Was dabei herausgekommen ist, werden frühestens die Teamchefs nach ihrem Meeting bekannt geben, das heute stattfand. Dabei ging es um die Beibehaltung der dreiwöchigen Sommerpause. Grundtenor nach dem Treffen des Arbeitskreises Technik war jedoch: "Es ist ein langwieriger Prozess, aber wir haben wenig Zeit", so Giorgio Ascanelli von Toro Rosso gegenüber 'Motorsport-Total.com'. Genauer gesagt ist Zeit bis zum 3. Oktober.

Dann nämlich läuft die von FIA-Präsident Max Mosley gesetzte Frist aus, die die Teams einhalten müssen, wenn sie das Reglement selbst bestimmen wollen - auf Basis von FIA-Richtlinien freilich. Diese kommen aber gar nicht so schlecht an: "Das sind sehr vernünftige Vorschläge", sagt Ascanelli über Mosleys Grundsätze. "Einige davon werden wir in kurzer Zeit nicht umsetzen können, aber so ist das eben: Demokratie braucht seine Zeit."

Nicht ganz nachvollziehen kann der Italiener die Homologierungsdiskussionen: "Es wird viel darüber geredet, das Chassis und andere Teile einzufrieren, aber wir müssen da sehr vorsichtig sein, denn wenn alles eingefroren ist, wird derjenige, der den ersten Grand Prix gewinnt, auch den letzten Grand Prix gewinnen. Andererseits muss man auch zugeben, dass das Einfrieren der Motoren die Entwicklungskosten massiv gesenkt hat."

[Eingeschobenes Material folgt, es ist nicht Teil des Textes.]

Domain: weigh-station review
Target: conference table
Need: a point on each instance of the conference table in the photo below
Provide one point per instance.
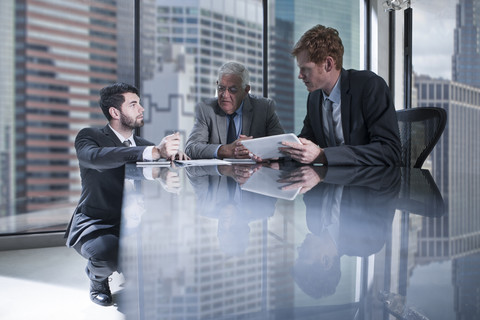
(287, 241)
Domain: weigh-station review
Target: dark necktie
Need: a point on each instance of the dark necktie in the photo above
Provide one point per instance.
(232, 131)
(331, 129)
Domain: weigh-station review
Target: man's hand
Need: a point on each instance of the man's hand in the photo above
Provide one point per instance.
(181, 156)
(240, 173)
(235, 149)
(304, 152)
(169, 179)
(167, 148)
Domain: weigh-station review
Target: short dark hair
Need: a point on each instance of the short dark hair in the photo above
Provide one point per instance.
(112, 96)
(315, 280)
(320, 42)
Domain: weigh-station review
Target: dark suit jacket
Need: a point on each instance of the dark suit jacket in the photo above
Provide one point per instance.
(210, 130)
(369, 122)
(102, 159)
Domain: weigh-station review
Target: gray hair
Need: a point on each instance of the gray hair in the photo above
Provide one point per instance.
(235, 68)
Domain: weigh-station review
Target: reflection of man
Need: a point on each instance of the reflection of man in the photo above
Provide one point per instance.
(220, 197)
(235, 109)
(102, 154)
(350, 117)
(348, 213)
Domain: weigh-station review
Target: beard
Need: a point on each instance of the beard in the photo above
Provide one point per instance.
(131, 123)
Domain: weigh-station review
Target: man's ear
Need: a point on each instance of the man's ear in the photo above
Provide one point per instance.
(329, 64)
(114, 112)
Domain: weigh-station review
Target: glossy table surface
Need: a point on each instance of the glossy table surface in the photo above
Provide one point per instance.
(283, 241)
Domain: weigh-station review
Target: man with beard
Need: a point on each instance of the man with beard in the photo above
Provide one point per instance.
(102, 154)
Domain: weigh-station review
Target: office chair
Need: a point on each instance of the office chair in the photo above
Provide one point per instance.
(420, 130)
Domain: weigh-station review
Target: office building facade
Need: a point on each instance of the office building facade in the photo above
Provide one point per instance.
(65, 51)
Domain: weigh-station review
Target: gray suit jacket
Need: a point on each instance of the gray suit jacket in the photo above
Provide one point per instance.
(210, 130)
(369, 122)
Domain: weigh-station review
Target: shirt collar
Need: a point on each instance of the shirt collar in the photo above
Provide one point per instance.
(240, 109)
(122, 138)
(335, 95)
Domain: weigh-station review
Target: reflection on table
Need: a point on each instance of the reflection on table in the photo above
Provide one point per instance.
(214, 249)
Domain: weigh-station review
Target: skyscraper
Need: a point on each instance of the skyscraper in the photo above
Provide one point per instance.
(7, 111)
(466, 55)
(65, 52)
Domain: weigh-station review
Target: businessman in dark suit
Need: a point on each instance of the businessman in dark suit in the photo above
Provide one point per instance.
(351, 118)
(234, 109)
(102, 154)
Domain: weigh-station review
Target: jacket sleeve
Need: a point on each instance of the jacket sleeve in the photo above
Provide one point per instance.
(380, 120)
(198, 144)
(93, 154)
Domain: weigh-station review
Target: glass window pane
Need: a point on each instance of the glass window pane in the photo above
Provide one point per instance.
(53, 66)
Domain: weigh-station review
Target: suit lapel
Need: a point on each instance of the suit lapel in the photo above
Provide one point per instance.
(221, 124)
(346, 104)
(315, 102)
(107, 131)
(247, 115)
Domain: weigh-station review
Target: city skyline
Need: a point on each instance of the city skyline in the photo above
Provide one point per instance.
(433, 28)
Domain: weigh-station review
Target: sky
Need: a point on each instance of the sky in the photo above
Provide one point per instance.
(433, 25)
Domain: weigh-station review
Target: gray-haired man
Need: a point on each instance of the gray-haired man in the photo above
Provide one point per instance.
(234, 109)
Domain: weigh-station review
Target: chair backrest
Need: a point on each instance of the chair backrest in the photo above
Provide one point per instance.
(420, 130)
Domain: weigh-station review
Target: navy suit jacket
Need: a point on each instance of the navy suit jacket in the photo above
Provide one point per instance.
(369, 122)
(102, 158)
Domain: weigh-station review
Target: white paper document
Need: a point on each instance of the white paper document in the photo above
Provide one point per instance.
(267, 147)
(240, 161)
(265, 181)
(155, 163)
(201, 162)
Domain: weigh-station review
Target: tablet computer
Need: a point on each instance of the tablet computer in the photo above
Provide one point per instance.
(267, 147)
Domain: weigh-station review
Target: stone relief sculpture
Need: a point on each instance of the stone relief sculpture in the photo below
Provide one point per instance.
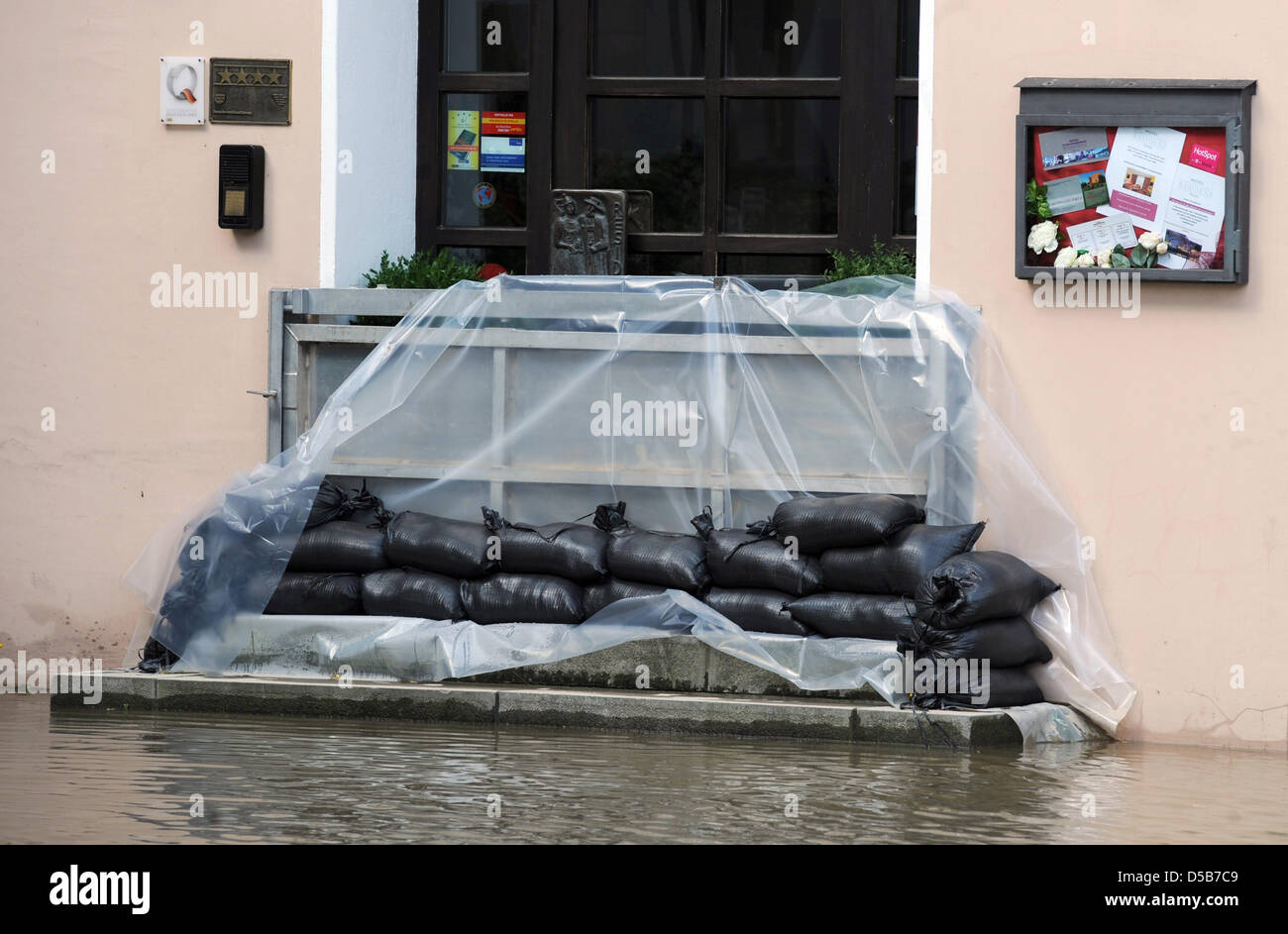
(588, 232)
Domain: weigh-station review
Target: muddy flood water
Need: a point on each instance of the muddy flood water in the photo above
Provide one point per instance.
(134, 777)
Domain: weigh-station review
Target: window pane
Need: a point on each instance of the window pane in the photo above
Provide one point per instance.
(644, 39)
(910, 37)
(669, 131)
(784, 39)
(484, 179)
(509, 258)
(781, 165)
(776, 264)
(664, 262)
(485, 35)
(906, 217)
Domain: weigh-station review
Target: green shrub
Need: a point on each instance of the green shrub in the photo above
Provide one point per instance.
(881, 260)
(421, 270)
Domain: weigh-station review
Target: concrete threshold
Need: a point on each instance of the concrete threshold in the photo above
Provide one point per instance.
(599, 709)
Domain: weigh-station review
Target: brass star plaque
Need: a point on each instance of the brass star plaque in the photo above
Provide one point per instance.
(250, 90)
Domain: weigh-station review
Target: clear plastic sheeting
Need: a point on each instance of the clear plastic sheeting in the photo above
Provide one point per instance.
(544, 397)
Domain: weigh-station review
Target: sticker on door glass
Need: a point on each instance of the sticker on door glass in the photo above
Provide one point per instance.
(505, 124)
(463, 141)
(502, 154)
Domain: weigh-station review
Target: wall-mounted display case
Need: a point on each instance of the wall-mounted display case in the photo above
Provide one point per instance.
(1147, 176)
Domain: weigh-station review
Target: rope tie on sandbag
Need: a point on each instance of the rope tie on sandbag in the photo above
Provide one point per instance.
(493, 522)
(609, 517)
(760, 530)
(703, 522)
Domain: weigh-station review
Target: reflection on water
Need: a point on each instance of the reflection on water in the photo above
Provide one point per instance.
(115, 777)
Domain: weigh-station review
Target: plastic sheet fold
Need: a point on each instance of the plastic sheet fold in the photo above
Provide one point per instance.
(542, 397)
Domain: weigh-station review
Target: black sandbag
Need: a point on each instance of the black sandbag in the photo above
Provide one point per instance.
(901, 565)
(854, 616)
(1006, 643)
(563, 549)
(412, 592)
(1006, 688)
(665, 558)
(334, 501)
(338, 548)
(522, 598)
(597, 595)
(446, 547)
(819, 523)
(750, 558)
(307, 594)
(756, 609)
(980, 585)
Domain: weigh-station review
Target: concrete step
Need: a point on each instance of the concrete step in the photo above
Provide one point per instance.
(502, 705)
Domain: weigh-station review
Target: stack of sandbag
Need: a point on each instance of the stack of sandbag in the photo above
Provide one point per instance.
(975, 607)
(644, 564)
(502, 573)
(325, 574)
(868, 587)
(755, 577)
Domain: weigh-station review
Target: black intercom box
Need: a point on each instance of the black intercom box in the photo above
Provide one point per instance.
(241, 187)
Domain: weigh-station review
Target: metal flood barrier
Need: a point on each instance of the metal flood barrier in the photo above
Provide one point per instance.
(318, 337)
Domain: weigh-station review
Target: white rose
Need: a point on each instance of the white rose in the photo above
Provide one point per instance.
(1042, 236)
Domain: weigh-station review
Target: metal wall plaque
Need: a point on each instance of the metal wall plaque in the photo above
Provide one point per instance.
(250, 90)
(588, 232)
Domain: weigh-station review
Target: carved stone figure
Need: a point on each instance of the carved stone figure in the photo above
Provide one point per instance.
(588, 232)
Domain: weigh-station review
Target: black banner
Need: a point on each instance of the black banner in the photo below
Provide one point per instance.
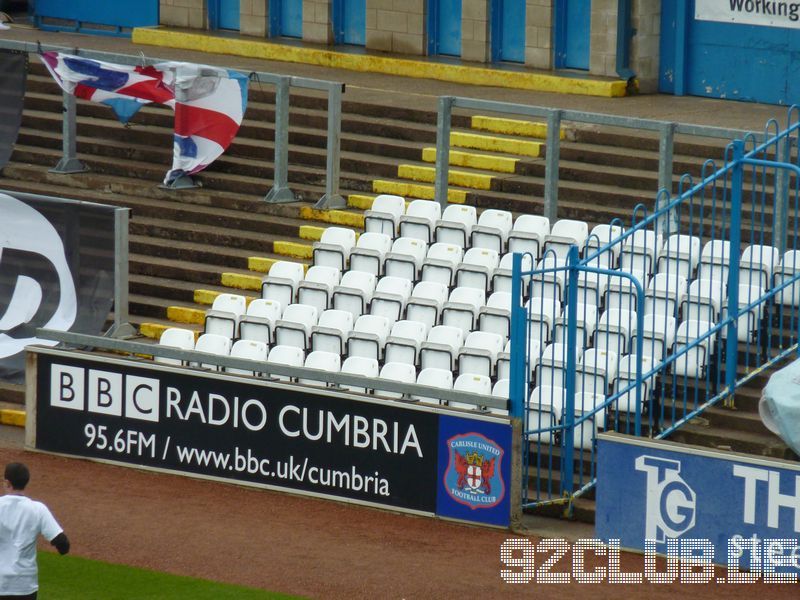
(13, 75)
(56, 271)
(233, 428)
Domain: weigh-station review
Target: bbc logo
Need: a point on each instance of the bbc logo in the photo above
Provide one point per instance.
(104, 392)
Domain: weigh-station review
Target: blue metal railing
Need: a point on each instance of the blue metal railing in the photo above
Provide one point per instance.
(704, 340)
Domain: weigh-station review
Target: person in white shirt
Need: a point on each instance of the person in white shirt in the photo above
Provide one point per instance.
(22, 520)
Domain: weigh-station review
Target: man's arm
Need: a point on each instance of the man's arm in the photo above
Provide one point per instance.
(61, 543)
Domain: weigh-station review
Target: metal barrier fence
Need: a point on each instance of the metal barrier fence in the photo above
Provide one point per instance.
(662, 317)
(280, 191)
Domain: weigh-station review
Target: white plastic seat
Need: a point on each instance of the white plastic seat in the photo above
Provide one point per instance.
(495, 317)
(478, 356)
(472, 384)
(758, 265)
(290, 356)
(715, 260)
(749, 320)
(404, 341)
(212, 343)
(420, 219)
(329, 362)
(384, 215)
(549, 284)
(585, 325)
(317, 287)
(175, 337)
(406, 258)
(680, 255)
(441, 262)
(294, 329)
(441, 347)
(639, 251)
(528, 235)
(225, 314)
(282, 281)
(368, 337)
(250, 350)
(461, 308)
(614, 329)
(703, 300)
(542, 313)
(397, 373)
(595, 371)
(477, 268)
(626, 375)
(364, 367)
(491, 231)
(330, 332)
(566, 233)
(501, 389)
(456, 224)
(426, 302)
(259, 322)
(438, 378)
(390, 298)
(600, 237)
(664, 293)
(370, 252)
(503, 274)
(354, 292)
(695, 361)
(552, 367)
(787, 269)
(658, 335)
(333, 248)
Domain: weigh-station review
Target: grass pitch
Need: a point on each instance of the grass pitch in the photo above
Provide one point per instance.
(75, 578)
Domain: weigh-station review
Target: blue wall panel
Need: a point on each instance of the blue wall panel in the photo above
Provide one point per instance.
(120, 13)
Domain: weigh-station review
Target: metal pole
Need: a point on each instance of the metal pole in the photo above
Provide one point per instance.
(552, 152)
(443, 121)
(568, 439)
(280, 191)
(732, 340)
(69, 162)
(666, 148)
(332, 198)
(121, 327)
(781, 215)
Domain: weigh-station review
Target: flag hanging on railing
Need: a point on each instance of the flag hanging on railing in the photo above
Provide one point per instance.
(209, 102)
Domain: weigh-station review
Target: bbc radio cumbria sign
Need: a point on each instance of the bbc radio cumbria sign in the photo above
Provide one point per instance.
(315, 441)
(723, 508)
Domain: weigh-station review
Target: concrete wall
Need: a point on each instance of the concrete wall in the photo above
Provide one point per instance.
(317, 25)
(183, 13)
(396, 26)
(539, 34)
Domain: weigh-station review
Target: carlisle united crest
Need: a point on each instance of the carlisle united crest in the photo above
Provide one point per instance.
(473, 476)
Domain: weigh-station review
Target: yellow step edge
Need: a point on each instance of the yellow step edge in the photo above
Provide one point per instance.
(485, 162)
(10, 416)
(495, 144)
(375, 63)
(293, 249)
(335, 217)
(512, 126)
(240, 281)
(183, 314)
(414, 190)
(476, 181)
(360, 202)
(311, 232)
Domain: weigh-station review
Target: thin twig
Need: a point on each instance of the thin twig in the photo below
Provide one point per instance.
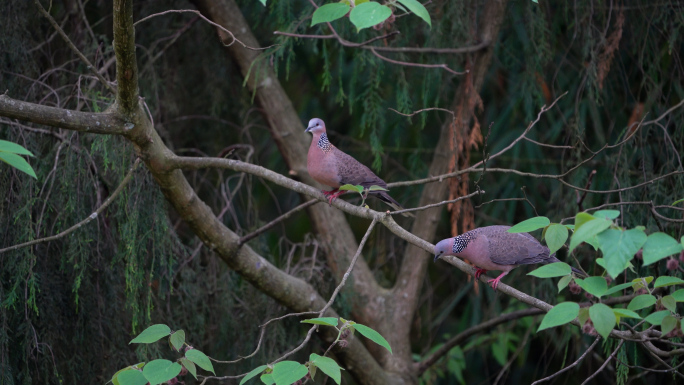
(565, 369)
(208, 21)
(71, 45)
(478, 192)
(92, 216)
(407, 64)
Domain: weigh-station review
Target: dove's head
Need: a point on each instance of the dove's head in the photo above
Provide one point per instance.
(316, 126)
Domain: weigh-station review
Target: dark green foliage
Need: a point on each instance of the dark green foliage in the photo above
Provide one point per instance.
(68, 308)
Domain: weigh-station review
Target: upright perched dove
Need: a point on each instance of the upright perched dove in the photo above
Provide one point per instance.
(332, 167)
(494, 248)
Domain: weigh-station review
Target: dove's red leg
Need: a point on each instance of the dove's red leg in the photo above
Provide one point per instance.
(495, 282)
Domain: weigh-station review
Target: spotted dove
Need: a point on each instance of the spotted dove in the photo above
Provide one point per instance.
(332, 167)
(494, 248)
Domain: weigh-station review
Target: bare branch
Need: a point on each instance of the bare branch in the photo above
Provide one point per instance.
(71, 45)
(565, 369)
(84, 222)
(98, 123)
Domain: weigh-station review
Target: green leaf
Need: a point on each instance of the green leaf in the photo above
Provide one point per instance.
(417, 8)
(377, 188)
(641, 282)
(253, 373)
(159, 371)
(619, 247)
(617, 288)
(669, 303)
(626, 313)
(190, 366)
(328, 366)
(152, 334)
(678, 295)
(556, 269)
(329, 321)
(657, 317)
(667, 281)
(531, 224)
(659, 246)
(641, 301)
(177, 339)
(668, 324)
(131, 377)
(267, 379)
(556, 235)
(287, 372)
(14, 148)
(200, 359)
(559, 315)
(563, 282)
(372, 335)
(603, 318)
(593, 285)
(329, 12)
(351, 187)
(17, 162)
(587, 231)
(369, 14)
(607, 214)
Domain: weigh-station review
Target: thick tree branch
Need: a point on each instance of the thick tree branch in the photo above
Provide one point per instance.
(98, 123)
(126, 66)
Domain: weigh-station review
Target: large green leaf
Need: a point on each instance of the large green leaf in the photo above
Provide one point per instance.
(14, 148)
(619, 247)
(287, 372)
(159, 371)
(556, 269)
(131, 377)
(668, 324)
(152, 334)
(559, 315)
(200, 359)
(641, 301)
(531, 224)
(619, 287)
(603, 318)
(369, 14)
(417, 8)
(659, 246)
(190, 366)
(607, 214)
(669, 303)
(329, 12)
(253, 373)
(177, 339)
(555, 236)
(667, 281)
(657, 317)
(373, 336)
(587, 231)
(596, 286)
(329, 321)
(17, 162)
(626, 313)
(328, 366)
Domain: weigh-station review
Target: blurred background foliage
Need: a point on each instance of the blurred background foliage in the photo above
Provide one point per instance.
(68, 308)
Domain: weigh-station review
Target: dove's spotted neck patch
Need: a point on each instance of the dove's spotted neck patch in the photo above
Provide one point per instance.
(324, 143)
(461, 242)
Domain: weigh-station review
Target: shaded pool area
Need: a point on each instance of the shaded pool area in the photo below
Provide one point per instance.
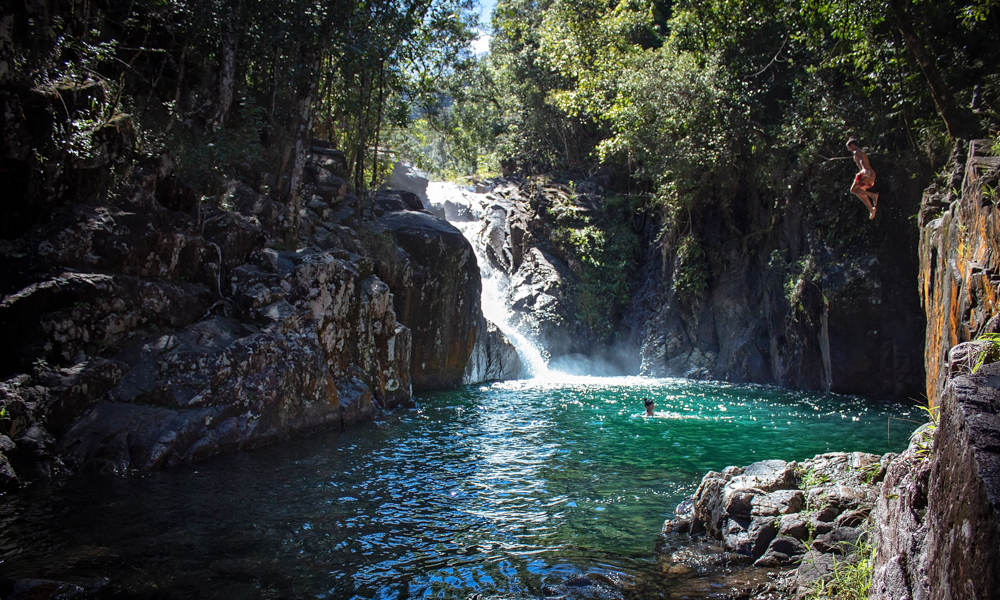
(486, 491)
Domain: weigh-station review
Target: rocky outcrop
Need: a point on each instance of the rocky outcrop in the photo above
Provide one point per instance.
(493, 358)
(154, 332)
(761, 289)
(434, 273)
(960, 257)
(801, 518)
(938, 514)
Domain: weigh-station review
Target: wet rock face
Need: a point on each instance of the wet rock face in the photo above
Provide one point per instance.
(773, 515)
(149, 336)
(515, 235)
(938, 515)
(435, 279)
(493, 357)
(960, 258)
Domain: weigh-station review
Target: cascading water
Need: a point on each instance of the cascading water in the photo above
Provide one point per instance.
(466, 209)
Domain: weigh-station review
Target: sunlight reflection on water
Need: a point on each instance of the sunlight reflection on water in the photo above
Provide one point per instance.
(492, 490)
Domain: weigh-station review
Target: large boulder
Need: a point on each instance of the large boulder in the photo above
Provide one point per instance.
(493, 358)
(433, 273)
(938, 515)
(150, 336)
(798, 517)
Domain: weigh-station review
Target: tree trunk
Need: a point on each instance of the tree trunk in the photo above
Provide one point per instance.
(378, 122)
(303, 142)
(227, 71)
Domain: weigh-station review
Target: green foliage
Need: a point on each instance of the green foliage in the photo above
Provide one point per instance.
(990, 352)
(811, 478)
(602, 252)
(691, 272)
(800, 274)
(926, 442)
(851, 578)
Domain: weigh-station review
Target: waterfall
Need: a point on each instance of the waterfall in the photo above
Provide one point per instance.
(466, 210)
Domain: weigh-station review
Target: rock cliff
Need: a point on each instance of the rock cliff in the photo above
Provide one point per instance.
(755, 293)
(960, 257)
(938, 516)
(937, 520)
(153, 329)
(763, 290)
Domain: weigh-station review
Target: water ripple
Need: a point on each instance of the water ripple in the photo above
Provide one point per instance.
(486, 491)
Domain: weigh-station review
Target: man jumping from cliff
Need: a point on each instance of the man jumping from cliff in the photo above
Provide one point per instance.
(865, 179)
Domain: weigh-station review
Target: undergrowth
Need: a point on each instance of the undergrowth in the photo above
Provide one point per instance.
(850, 578)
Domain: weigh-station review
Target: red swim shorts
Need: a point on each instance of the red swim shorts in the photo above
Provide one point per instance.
(864, 182)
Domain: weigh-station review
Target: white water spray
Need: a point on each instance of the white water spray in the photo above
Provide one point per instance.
(466, 209)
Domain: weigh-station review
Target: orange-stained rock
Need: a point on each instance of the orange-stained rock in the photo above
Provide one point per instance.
(960, 258)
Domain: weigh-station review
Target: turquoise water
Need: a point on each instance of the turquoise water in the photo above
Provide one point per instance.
(482, 492)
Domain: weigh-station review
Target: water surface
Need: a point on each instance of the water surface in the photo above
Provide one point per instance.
(481, 492)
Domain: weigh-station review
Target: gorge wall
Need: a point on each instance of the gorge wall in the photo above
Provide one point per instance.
(960, 257)
(151, 327)
(755, 292)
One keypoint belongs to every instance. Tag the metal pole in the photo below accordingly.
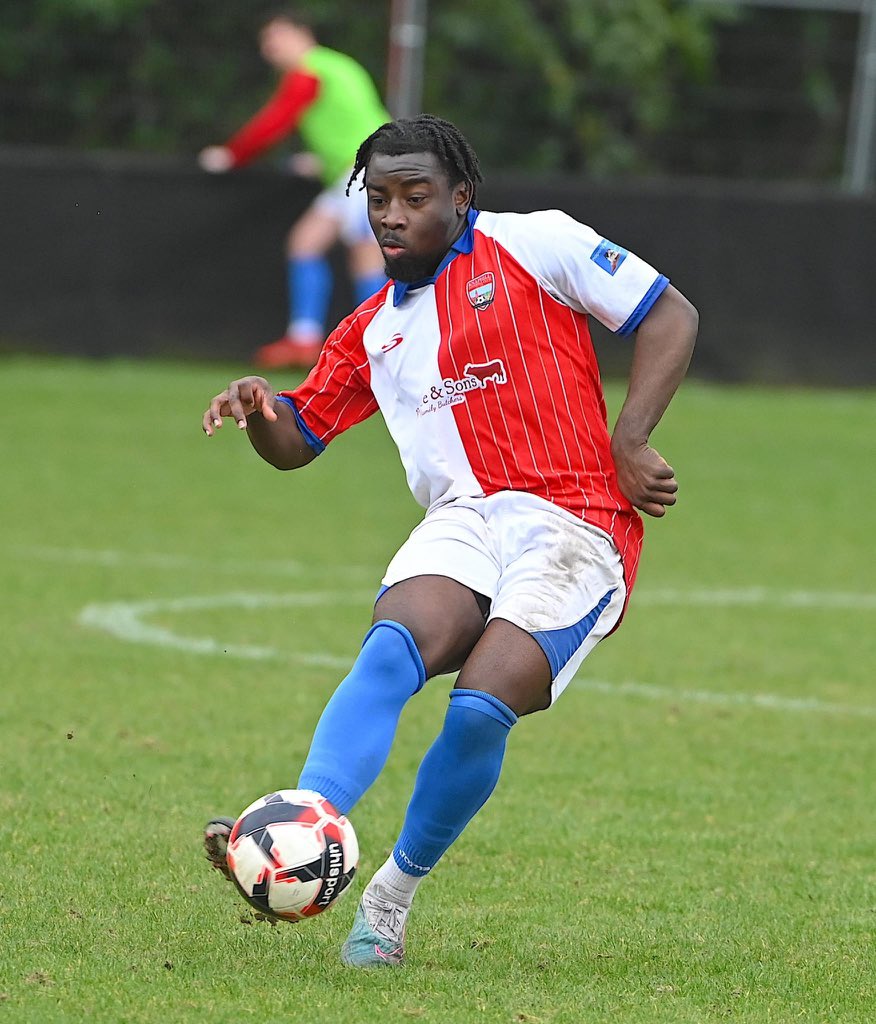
(405, 65)
(861, 143)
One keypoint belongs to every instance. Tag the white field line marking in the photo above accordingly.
(683, 596)
(769, 701)
(742, 596)
(124, 620)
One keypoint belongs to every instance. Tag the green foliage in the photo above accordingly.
(577, 84)
(600, 87)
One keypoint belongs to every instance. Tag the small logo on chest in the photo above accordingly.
(393, 342)
(482, 290)
(452, 391)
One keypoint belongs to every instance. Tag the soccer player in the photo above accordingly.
(333, 103)
(478, 356)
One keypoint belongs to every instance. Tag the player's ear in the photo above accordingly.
(462, 197)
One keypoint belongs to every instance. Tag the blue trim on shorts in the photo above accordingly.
(559, 645)
(306, 433)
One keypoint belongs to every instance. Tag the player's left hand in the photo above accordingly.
(240, 399)
(644, 476)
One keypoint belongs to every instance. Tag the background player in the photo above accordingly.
(332, 102)
(478, 355)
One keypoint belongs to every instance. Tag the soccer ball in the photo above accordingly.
(291, 854)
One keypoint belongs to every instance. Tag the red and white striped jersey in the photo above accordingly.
(486, 374)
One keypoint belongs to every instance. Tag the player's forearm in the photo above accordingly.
(281, 442)
(663, 348)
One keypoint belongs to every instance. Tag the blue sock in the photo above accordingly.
(456, 777)
(367, 285)
(353, 735)
(309, 283)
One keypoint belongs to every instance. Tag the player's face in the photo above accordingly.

Übrigens: Über Kundenautos wurde gestern unter den Technischen Direktoren nicht diskutiert - der Punkt stand nicht einmal auf der Tagesordnung. Das ist aber ohnehin eher Sache der Teamchefs, die erst heute tagten. Dabei ging es vor allem um die zukünftige Gestaltung des Rennkalenders. Bekanntlich soll die dreiwöchige Sommerpause gestrichen werden, aber dagegen laufen einige Teamchefs - allen voran Ron Dennis - Sturm.